Fig. 3: Functional validation of transcript-expression based annotation.
From: Transcript expression-aware annotation improves rare variant interpretation

a, We define highly conserved and unconserved regions as phyloCSF > 1,000 (n = 9,817) and phyloCSF < −100 (n = 11,860), respectively, and compare the expression status of these regions across GTEx. Regions with high phyloCSF scores are enriched for near-constitutive expression, whereas unconserved regions are enriched for little to no usage across GTEx. This difference is significant after correcting for gene length (logistic regression P < 1 × 10−100). We note that unconserved regions with high levels of expression (pext > 0.9) are enriched for immune-related genes, which are selected for diversity and thus have low conservation, but represent true coding regions. b, Transcript-expression based annotation recapitulates, and adds information to, existing interpretation tools. High-confidence pLoF LOFTEE variants in gnomAD with no flags (n = 458,880) are enriched for higher pext values, whereas high-confidence pLoF variants falling on low phyloCSF (n = 44,373) or unlikely open-reading frame regions (n = 2,437) are enriched for low expression. However, high-confidence pLoF variants can also have a low pext score. Variants flagged falling on regions that are unlikely open-reading frame or have weak conservation are enriched for lower pext values.

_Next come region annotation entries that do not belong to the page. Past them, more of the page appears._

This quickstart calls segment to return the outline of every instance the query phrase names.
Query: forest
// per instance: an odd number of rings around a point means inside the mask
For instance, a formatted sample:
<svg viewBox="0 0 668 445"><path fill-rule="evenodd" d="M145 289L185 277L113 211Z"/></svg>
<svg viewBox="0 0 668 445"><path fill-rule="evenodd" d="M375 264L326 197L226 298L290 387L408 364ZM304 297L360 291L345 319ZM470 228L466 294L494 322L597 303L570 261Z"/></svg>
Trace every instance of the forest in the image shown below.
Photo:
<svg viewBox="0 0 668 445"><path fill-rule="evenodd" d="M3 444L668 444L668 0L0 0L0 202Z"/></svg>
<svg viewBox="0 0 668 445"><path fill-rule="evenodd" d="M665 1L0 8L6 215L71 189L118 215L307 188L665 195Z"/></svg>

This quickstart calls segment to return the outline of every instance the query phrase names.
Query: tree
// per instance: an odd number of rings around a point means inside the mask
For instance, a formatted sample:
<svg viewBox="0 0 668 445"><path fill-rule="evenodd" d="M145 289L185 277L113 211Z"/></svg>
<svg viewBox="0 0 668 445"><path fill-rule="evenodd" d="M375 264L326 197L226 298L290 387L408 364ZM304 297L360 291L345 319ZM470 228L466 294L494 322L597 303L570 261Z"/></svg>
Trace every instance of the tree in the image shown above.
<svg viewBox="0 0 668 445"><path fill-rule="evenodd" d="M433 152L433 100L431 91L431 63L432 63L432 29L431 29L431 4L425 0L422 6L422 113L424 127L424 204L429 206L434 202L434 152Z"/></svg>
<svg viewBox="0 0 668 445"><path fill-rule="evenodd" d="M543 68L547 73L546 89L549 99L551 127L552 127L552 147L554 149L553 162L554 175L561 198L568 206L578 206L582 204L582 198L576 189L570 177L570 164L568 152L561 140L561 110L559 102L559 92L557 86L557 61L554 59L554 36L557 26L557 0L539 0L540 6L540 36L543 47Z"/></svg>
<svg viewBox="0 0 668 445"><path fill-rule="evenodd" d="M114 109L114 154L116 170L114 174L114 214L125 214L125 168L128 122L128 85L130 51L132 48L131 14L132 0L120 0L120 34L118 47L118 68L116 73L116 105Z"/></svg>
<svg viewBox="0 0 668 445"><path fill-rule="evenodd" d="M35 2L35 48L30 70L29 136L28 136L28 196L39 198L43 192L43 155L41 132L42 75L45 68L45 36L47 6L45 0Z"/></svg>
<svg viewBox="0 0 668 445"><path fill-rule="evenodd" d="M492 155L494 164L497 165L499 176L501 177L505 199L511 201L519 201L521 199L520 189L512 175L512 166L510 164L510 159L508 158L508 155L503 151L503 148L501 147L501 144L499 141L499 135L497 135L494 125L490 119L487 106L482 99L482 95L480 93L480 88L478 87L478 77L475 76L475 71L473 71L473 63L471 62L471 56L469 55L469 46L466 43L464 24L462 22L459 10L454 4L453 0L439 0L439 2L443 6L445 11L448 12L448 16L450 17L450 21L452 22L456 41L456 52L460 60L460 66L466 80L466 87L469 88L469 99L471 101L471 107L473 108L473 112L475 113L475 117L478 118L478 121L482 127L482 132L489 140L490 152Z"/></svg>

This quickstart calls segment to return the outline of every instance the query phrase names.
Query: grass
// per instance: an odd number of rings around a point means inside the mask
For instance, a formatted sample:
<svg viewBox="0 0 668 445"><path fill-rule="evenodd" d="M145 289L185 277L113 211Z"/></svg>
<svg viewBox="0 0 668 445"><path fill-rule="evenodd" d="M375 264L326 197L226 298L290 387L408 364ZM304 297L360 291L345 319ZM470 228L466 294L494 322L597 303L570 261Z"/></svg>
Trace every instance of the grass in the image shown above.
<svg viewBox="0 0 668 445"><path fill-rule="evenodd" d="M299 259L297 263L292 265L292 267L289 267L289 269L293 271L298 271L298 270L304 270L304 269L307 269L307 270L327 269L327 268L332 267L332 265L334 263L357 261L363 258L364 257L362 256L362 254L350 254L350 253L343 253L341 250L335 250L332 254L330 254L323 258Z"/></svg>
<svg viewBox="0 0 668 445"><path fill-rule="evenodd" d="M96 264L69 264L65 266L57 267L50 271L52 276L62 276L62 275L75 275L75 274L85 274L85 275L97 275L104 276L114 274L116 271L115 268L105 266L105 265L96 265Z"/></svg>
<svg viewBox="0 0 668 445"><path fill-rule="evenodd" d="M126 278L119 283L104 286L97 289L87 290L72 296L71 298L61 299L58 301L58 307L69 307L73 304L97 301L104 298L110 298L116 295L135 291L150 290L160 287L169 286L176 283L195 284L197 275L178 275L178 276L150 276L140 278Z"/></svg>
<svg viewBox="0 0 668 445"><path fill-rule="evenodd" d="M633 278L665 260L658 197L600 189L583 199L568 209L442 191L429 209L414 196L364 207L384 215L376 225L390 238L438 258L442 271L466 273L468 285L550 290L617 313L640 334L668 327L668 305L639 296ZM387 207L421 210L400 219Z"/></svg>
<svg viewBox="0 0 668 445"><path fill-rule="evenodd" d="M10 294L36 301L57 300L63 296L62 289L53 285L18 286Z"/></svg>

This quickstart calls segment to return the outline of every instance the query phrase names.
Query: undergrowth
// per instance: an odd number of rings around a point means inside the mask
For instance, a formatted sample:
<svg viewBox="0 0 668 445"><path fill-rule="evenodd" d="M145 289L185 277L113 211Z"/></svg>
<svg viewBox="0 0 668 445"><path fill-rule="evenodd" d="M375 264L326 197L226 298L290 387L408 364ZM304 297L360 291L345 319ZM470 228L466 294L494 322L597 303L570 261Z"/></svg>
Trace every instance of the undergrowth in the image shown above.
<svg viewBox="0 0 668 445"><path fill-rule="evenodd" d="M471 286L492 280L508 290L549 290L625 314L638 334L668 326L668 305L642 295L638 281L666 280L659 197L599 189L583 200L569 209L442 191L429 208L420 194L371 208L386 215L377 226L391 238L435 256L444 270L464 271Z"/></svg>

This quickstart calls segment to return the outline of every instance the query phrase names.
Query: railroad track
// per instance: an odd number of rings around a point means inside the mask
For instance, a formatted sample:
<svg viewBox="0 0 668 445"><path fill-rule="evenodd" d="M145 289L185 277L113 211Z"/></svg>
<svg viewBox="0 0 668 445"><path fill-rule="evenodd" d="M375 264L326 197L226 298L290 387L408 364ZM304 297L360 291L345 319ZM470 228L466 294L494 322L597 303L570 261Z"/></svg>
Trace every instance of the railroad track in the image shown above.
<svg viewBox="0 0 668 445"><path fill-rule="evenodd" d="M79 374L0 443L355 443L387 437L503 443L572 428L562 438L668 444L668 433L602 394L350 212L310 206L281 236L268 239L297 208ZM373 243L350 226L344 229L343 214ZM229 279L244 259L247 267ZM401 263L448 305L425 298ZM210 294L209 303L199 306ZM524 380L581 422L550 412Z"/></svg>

Red dots denote the median pext value across GTEx, c, Non-synonymous variants found on near-constitutive regions tend to be more deleterious. We compared the MAPS score for variants with low (<0.1), medium (0.1 ≤ pext ≤ 0.9) and high (pext > 0.9) expression. Variants with near-constitutive expression have a higher MAPS score, which indicates higher deleteriousness than those with little to no evidence of expression. Points represent MAPS values and error bars denote the 95% confidence interval. Dashed grey and orange lines represent MAPS values for all gnomAD missense and synonymous variants, respectively. The number of variants evaluated per category and unadjusted proportion singleton values can be found in Supplementary Table 5a.